There are many similiarities with the Sinai Covenant, however, as  Elazar writes, "the Declaration invokes God as both a witness and guarantor. This sets it apart from a simple compact." It is quite striking that our DOI appears much more than a compact, as H. Richard Niebuhr describes:

Covenant meant that political society was neither purely natural nor merely contractual, based on common interest. Covenant was the binding together in one body politic of persons who assumed through unlimited promise responsibility to and for each other and for the common laws, under God. It was government of the people, for the people and by the people but always under God, and it was not natural birth into natural society that made one a complete member of the people but always the moral act of taking upon oneself, through promise, the responsibilities of a citizenship that bound itself in the very act of exercising its freedom. For in the covenant conception the essence of freedom does not lie in the liberty of choice among goods, but in the ability to commit oneself for the future to a cause and in the terrible liberty of being able to become a breaker of the promise, a traitor to the cause.3
Another important fact resides in the Covenant relationship in Federalism.This form of Federalism is completely Puritan. The Puritan form of Federalism ultimately grew into our society by way of Congregationalism and Presbyterianism. Elazar explains, "there were no extant models for the framers of the U.S. Constitution except New England. Furthermore, representatives from New England, especially Connecticut and Massachusetts, were influential in the Constitutional Convention. The principal compromise of the Convention, The Connecticut Compromise, was initiated by those delegates accustomed to the New England legislative system in which one house provided for representation of towns."
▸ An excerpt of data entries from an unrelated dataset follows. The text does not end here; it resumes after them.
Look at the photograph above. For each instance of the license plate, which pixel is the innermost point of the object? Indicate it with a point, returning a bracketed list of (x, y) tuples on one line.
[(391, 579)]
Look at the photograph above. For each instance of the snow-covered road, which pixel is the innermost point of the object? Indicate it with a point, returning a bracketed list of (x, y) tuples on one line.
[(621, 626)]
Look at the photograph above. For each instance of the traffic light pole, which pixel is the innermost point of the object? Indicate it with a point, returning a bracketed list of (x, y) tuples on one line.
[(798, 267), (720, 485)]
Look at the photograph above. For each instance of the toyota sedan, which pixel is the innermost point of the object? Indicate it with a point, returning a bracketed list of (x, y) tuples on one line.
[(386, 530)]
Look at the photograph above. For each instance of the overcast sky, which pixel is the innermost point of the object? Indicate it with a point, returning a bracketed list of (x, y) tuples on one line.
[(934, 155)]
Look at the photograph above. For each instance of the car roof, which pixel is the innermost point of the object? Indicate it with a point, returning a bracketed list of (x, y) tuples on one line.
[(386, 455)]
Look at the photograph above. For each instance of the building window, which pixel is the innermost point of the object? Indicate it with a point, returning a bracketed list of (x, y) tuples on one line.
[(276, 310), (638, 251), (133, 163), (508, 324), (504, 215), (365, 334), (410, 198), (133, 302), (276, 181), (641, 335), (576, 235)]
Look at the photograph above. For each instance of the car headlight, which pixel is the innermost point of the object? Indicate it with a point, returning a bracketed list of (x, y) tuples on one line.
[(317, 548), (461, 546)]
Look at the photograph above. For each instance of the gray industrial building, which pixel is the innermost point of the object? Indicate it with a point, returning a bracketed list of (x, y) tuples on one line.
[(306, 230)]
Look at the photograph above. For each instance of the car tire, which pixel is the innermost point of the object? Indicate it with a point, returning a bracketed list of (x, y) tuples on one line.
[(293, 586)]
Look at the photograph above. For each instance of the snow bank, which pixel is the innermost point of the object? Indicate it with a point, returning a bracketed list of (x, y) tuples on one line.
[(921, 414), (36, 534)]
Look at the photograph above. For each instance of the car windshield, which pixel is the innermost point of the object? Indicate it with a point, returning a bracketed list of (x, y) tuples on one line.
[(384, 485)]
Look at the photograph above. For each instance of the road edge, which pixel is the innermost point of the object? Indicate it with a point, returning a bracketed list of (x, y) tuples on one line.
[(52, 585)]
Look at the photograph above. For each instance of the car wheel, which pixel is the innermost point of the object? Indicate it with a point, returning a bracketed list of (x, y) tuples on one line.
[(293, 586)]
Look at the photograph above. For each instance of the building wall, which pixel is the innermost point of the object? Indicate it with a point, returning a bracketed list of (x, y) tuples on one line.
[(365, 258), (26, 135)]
Samuel Adams' Oration to the people tell us the DOI was a covenant:

We have explored the temple of royalty, and found that the idol we have bowed down to has eyes which see not, ears that hear not our prayers, and a heart like the nether millstone. We have this day restored the Sovereign to whom alone men ought to be obedient.
-Samuel Adams, An Oration: Delivered at the State-House in Philadelphia, to very Numerous Audience, as Thursday the 1st of August, 1776. (Philadelphia, 1776).





Notes

1. Saul K. Padover, Jefferson (New York: Harcourt Brace and Company, 1942), p. 54.

2. John Quincy Adams, The Social Compact, Exemplified in the Constitution of the Commonwealth of Massachusetts; with Remarks on the Theories of Divine Right of Hobbes and of Filmer, and the Counter Theories of Sidney, Locke, Montesquieu, and Rousseau, concerning the Origin and Nature of Government, a lecture delivered before the Franklin Lyceum at Providence, R.I., November 25, 1842 (Providence: Knowles and Vose, 1842).

3. H. Richard Niebuhr, "The Idea of Covenant and American Democracy."